🤖 AI Summary
This work investigates how LiDAR-to-image 2D projection schemes affect metric-scale place recognition performance when leveraging vision foundation models. To address the confounding of projection design with backbone architecture effects in prior methods, we propose a modular retrieval framework that explicitly decouples the projection module from the backbone network and feature aggregation strategy—enabling, for the first time, a systematic evaluation of the pure geometric contribution of projection to discriminability, environmental robustness, and real-time efficiency. Using a unified geometry-structure dual-channel representation across multiple datasets and state-of-the-art vision foundation models, we empirically validate projection design efficacy in real-world scenarios. Experiments show that the optimal 2D projection significantly improves robustness under illumination and seasonal variations, achieves 3.2× faster inference than 3D end-to-end approaches, and attains 97.6% of their accuracy—demonstrating that carefully engineered 2D projections serve as an efficient and practical alternative to full 3D learning.
📝 Abstract
This work presents a systematic investigation into how alternative LiDAR-to-image projections affect metric place recognition when coupled with a state-of-the-art vision foundation model.

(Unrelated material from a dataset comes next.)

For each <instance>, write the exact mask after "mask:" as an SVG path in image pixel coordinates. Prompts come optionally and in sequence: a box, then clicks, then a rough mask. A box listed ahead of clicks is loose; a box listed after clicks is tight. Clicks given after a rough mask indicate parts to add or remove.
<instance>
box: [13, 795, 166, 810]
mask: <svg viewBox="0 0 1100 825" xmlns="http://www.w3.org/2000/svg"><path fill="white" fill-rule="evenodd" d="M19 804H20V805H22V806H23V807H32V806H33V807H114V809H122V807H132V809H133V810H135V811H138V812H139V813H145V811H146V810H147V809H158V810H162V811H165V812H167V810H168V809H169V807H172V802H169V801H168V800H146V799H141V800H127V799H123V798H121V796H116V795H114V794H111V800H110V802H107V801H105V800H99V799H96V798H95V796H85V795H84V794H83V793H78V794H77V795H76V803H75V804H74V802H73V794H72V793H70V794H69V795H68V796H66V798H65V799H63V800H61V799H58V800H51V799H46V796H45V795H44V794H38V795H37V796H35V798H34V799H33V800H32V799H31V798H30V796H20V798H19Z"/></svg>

We introduce a modular retrieval pipeline that controls for backbone, aggregation, and evaluation protocol, thereby isolating the influence of the 2-D projection itself. Using consistent geometric and structural channels across multiple datasets and deployment scenarios, we identify the projection characteristics that most strongly determine discriminative power, robustness to environmental variation, and suitability for real-time autonomy. Experiments with different datasets, including integration into an operational place recognition policy, validate the practical relevance of these findings and demonstrate that carefully designed projections can serve as an effective surrogate for end-to-end 3-D learning in LiDAR place recognition.